49. Preso
Kurdis caiu numa sala escura. Sentia náuseas.
Será que consegui? Carc'limar? Você está aí? Responda, seu desgraçado!
Kurdis estava num lugar escuro, silencioso. Podia ouvir os sons que cada pequeno movimento de seu corpo provocava ao se arrastar no solo. Era um chão de pedras ásperas, havia imperfeições e poeira acumulada. Ele começou a tossir, se esforçou procurando ficar de pé, mas não conseguiu. As pernas bambeavam, estava fraco.
Onde estou? Preciso dar um jeito...
Kurdis se concentrou, tentando produzir uma fagulha, atrair o fogo para perto de si.
— Mas que porcaria!
Não posso simplesmente ficar aqui parado...

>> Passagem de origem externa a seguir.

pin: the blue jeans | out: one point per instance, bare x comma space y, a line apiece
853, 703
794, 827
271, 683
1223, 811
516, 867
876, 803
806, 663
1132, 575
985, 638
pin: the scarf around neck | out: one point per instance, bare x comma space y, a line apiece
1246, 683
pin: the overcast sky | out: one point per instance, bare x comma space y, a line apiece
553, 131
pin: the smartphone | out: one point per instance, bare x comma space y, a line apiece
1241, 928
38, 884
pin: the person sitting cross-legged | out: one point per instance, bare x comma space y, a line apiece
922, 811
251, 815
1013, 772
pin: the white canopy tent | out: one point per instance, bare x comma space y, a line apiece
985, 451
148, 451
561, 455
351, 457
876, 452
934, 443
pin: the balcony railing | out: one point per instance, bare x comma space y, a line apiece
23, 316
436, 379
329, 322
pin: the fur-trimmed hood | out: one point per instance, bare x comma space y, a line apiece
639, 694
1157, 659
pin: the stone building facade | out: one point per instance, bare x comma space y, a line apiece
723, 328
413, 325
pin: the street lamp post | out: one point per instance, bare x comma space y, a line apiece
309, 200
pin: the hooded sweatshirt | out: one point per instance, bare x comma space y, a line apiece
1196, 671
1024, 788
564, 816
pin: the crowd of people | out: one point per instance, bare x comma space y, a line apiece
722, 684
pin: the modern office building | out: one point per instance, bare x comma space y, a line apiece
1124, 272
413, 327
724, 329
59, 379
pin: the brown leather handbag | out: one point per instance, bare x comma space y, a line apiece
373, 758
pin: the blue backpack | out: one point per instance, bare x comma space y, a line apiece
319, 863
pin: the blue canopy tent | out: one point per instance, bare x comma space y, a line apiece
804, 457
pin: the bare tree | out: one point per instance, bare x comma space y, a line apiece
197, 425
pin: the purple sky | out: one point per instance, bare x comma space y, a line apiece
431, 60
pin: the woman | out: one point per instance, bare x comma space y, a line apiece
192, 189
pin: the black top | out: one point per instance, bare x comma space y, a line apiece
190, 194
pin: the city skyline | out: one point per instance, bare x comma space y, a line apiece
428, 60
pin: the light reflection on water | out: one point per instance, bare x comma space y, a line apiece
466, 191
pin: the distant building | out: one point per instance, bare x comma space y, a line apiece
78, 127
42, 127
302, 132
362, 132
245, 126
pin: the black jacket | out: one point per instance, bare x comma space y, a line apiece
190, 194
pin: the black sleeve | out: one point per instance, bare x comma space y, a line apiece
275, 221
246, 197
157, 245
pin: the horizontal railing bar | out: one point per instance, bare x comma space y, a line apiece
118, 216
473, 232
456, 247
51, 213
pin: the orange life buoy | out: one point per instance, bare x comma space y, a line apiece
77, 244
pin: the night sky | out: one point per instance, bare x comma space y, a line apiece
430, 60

Kurdis engatinhou numa direção qualquer. Arrastou-se por um tempo curto e tocou com as pontas dos dedos uma parede. Apoiando-se nela, levantou-se e foi caminhando pelo local até chegar numa quina. Virou-se e seguiu até que suas mãos tocaram o marco de um portão. Dentro do marco, pode sentir o material gelado do portão.
É metal...
Procurou por uma maçaneta, mas não havia.
Eu devo estar em uma das outras torres... Mas onde?
Bateu na porta.
— Tem alguém aí?
Não houve resposta. Kurdis se sentou ali e esperou.
Talvez se eu descansar um pouco...
Tentou convocar fogo, mas sem sucesso. Depois, levantou-se, circulou a sala. Não era muito grande. Era quadrada, levava cerca de dez passos grandes percorrer cada uma das paredes. Havia apenas uma saída. Nada parecia vive ali, nem mesmo insetos.
Ótimo! Ótimo Kurdis! Conseguiu escapar dos Wux'shein, mas condenou-se a uma morte horrível!
Kurdis vasculhou cada centímetro da sala, mas não encontrou nada ali. Nem um objeto, maçaneta ou alavanca. Nada. Apenas uma sala quadrada e vazia. Bateu os ombros contra o portão de metal até ficarem doloridos. Procurou por frestas em que pudesse encaixar seus dedos e puxar... Nada!
— Maldição!
Frustrado, Kurdis bateu a cabeça com força contra o portão. Sentiu um filete de sangue escorrer por entre os olhos, ao lado do nariz. Saboreou o fluido quando atingiu sua boca.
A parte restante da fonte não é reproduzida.